On the picket line
May 7, 2004 | Pages 10 and 11
THE FUTURE of the United Auto Workers (UAW) at Caterpillar is hanging in the balance after 8,000 workers voted to reject a proposed six-year contract with massive concessions--the latest in a series of givebacks by top union officials.
It's not surprising that workers voted down the deal. It introduces monthly health insurance premiums for the first time--from $21 for individuals and $66 for families. Retirees would pay $60 for individuals and $120 month for family coverage.
Management tried to buy votes for the deal with a $3,000 signing bonus. But base wages--which are the foundation for future raises and benefits--would only increase at the level of the cost of living. This is an insult--especially considering the fact that Cat bagged $412 million in profits in the first quarter of this year.
Shamefully, UAW officials refused to provide any information on the agreement before union members voted on the proposal April 25. UAW leaders didn't recommend approval of the deal, but didn't call for a rejection either.
That's because they're worried about angering rank-and-file workers, who are still bitter at top UAW officials for cutting off strike benefits to force a return to work in a 1995 strike. But retreating now will only make it more difficult to resist Cat's attacks in the future.
With employers like this, there's no avoiding the battle. It will be up to the rank and file at Cat to draw the line.
NEW YORK--Graduate student teaching assistants (TAs) and research assistants (RAs) entered the third week of a strike for union recognition at Columbia University. Columbia's 1,900 grad student employees walked off the job April 19 after repeated attempts by the university to prevent unionization. Columbia's grad students have been trying to unionize with Graduate Student Employees United/UAW Local 2110 for more than two years.
When AFL-CIO president John Sweeney addressed an April 28 rally of 1,000, it fired up strikers and their supporters. "We'll fight beside you as long as it takes to bring Columbia to justice," Sweeney said.

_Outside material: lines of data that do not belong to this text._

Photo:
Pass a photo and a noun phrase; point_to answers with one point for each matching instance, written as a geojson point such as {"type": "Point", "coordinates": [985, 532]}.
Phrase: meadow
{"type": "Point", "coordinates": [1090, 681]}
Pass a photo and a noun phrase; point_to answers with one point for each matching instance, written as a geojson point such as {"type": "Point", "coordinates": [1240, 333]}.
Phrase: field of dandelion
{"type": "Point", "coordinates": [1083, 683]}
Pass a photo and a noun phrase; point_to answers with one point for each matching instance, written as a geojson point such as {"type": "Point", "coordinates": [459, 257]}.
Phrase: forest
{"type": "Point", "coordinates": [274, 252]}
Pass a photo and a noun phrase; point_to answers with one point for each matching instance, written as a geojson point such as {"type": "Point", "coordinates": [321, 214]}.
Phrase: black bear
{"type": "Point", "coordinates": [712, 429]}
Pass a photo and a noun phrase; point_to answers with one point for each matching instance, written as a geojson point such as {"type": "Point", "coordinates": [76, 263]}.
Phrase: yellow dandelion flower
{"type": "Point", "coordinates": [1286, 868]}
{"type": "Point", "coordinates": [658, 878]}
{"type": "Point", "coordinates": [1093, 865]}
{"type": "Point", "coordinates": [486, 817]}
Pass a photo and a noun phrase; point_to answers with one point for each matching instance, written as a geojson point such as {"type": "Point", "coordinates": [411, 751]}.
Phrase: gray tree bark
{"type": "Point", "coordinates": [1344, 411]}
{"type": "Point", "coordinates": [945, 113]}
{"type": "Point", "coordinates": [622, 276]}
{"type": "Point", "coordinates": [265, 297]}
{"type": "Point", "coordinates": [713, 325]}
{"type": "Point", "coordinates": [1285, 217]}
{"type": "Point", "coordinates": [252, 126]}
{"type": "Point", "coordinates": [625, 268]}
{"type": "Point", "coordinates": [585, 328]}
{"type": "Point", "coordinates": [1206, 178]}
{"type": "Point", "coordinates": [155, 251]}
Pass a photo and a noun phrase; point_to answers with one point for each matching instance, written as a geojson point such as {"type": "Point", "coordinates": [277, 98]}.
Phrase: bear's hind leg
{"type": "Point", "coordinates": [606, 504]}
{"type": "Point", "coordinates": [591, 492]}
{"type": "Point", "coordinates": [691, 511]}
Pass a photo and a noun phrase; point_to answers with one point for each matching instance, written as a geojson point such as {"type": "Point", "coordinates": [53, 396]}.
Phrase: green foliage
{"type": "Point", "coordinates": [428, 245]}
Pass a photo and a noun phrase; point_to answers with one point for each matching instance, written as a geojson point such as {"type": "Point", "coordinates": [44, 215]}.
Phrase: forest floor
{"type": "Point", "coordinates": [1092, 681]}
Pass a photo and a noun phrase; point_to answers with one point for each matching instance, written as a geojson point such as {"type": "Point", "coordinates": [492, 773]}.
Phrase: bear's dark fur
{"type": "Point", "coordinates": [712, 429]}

City Council member Christine Quinn and Service Employees International Union (SEIU) Local 1199 executive vice president Betty Hughly also spoke.
Grad student activists also picketed a university-sponsored lecture on the 1968 student strike at Columbia--an event that has been co-opted as part of Columbia's year-long 250th anniversary celebration and that organizers refused to move off campus to show solidarity. When one student tried to speak about the current strike during the discussion, he was quickly cut off by leftist history professor Eric Foner, who was moderating the event.
With final exams approaching, at least two professors with large lecture classes have canceled their exams in solidarity with the strike. But the university has raised the prospect of hiring scab labor to grade the thousands of papers and finals that grad students normally evaluate.
CHICAGO--About 30 people came to hear nurses from the University of Chicago Hospital talk about their struggle for a decent contract. The event--organized by Students Organized and United with Labor--was designed to build solidarity for a possible nurses' strike.
The contract for the hospital's 1,500 nurses expired last September 30, and since then the Illinois Nurses Association (INA) and the hospital have been negotiating. On April 7, nurses voted overwhelmingly to authorize a strike after rejecting the hospital's last contract offer by a similar margin--the first time in the INA's history at University of Chicago that they've taken a strike vote.
"The university slapped us around, sent letters home, saying they were 'disappointed' in the vote," said Linda Jennings, a nurse with 27 years at the hospital who serves on the bargaining team. "Their parental approach is insulting."
The main issues are health care and wages. In the last three years, health care costs for nurses have increased by a whopping 33 percent. Nurse Judy Lucker-Mierzwa explained at the forum how she must pay $9,600 a year for health care coverage for her and her husband.
The INA, along with other unions at the hospital, is fighting for the reinstatement of 52 workers who were fired for parking violations. So far, only a handful have had their terminations reversed. Solidarity between the INA and other hospital unions will be critical in the fight for a good contract as well as winning reinstatement for the wrongfully fired workers.
SEATTLE--About 200 people showed up to rally for immigrant rights on May Day. Among the issues addressed were living wages and health care for all, stopping the attacks on workers and a general amnesty for all immigrants.
At the same time a mile away, right-wing bigot James Dobson of Focus on the Family held a rally against gay marriage. Two activists at the May Day rally linked the attacks on immigrant rights to the attack on gay marriage, making it clear that the forces that oppose gay marriage are the same ones against equal rights for immigrants and workers.